Docortex: An air-gap document engine
Doxwell is the product. Docortex is the engine inside it. Same code, two surfaces.
People who try Doxwell sometimes ask the same follow-up: “what’s under it?”
The short answer is Docortex. Doxwell is the product — installers, wizard, tray icon, the parts you actually click. Docortex is the engine — the five layers that read documents, build a fact graph, track what changed, and expose every operation as an agent-callable tool. Same code, two surfaces: a polished product for direct users, a deployable engine for partners who want to embed it.
This post walks the five layers. It is intentionally architectural, not a sales pitch. If you only care that it works, the download page is faster.
The split: product vs engine
The product needs to be opinionated. A first-time user shouldn’t have to choose between BM25 and hybrid retrieval before they can find their lease agreement. So Doxwell ships defaults: local embedding model by default, a setup wizard that asks for an LLM provider, a tray icon that surfaces queue counts.
The engine needs to be configurable. A partner integrating Docortex into their own workflow software cares about which embedding backend ships locally vs. in the cloud, which MCP tools are exposed vs. internal, how the fact graph is sharded by vault. Same code — different surface.
That split is also why “air-gap” is meaningful here and not marketing wallpaper. The product layer assumes a wizard; the engine layer assumes nothing. You can run Docortex with the local bge-m3 embedding backend, an on-laptop Ollama LLM, and no outbound network at all. Doxwell supports it; out-of-the-box it points at whichever LLM provider you pick in the wizard.
The five layers
Working bottom-up:
- Ingestion + preprocessing — pull files, extract text.
- Vector index — embeddings, hybrid search.
- Entity-fact graph — who, what, when, sourced from where.
- Temporal supersession — every fact has a lifetime.
- MCP surface — every operation is an agent-callable tool.
The next five sections take each in turn.
Layer 1: ingestion + preprocessing
The boring layer. Where most “real-world archive” pipelines fail.
Doxwell pulls from email mailboxes, Google Drive, OpenCloud, scanner folders, messenger exports, and call-recording directories.

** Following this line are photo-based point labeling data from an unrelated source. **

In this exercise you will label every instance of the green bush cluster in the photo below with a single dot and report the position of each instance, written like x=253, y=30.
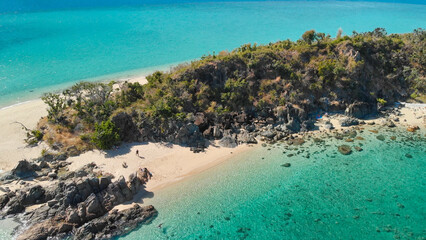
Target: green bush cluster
x=105, y=135
x=364, y=66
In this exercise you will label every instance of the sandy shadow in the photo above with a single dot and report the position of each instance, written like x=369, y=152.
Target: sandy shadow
x=122, y=149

Each source has its own quirks — Outlook email with embedded winmail.dat, scanned PDFs that need OCR fallback, image attachments inside email replies, ZIP-of-ZIPs from quarterly bank statements.
The pipeline is an 11-step DAG with dependency tracking, staleness cascade, lazy evaluation by input/output hash, and parallel workers.[§6.5] When you add a new source, the DAG figures out which downstream steps need to re-run and which can reuse cached output. This matters at 20K+ documents — re-running OCR on a corpus that already had it is the kind of mistake that costs hours.

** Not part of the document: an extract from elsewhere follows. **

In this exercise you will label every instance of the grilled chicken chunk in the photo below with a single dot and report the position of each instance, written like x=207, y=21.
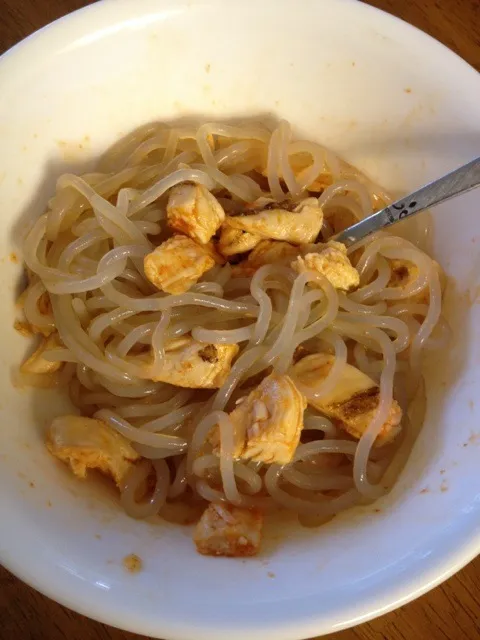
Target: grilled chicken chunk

Pipeline coverage on the live 21K-doc corpus (2026-05-19): text extraction 97.8%, fragment extraction 97.8%, page embedding 97.8%, OCR assessment 96.1%, embedding 93.1%, thread detection 91.3%, entity extraction 91.2%, document understanding 70.6%, entity resolution 61.5%, fact extraction 22.8%.[§3.1] The lower steps drop because they require LLM calls — they don’t drop because of bugs. Each step exposes its coverage as a metric so the wizard can tell you “this folder is 96% indexed, the remaining 4% are PDFs with no text layer; run OCR?”
This is the layer where pipeline branching by content class (formal email vs. messenger thread vs. invoice vs. handwritten note) actually pays off. A messenger export does not need OCR; an invoice does not need thread detection. Branching cuts both compute and noise.
Layer 2: vector index
The retrieval-baseline layer. This is what most people mean when they say “RAG.”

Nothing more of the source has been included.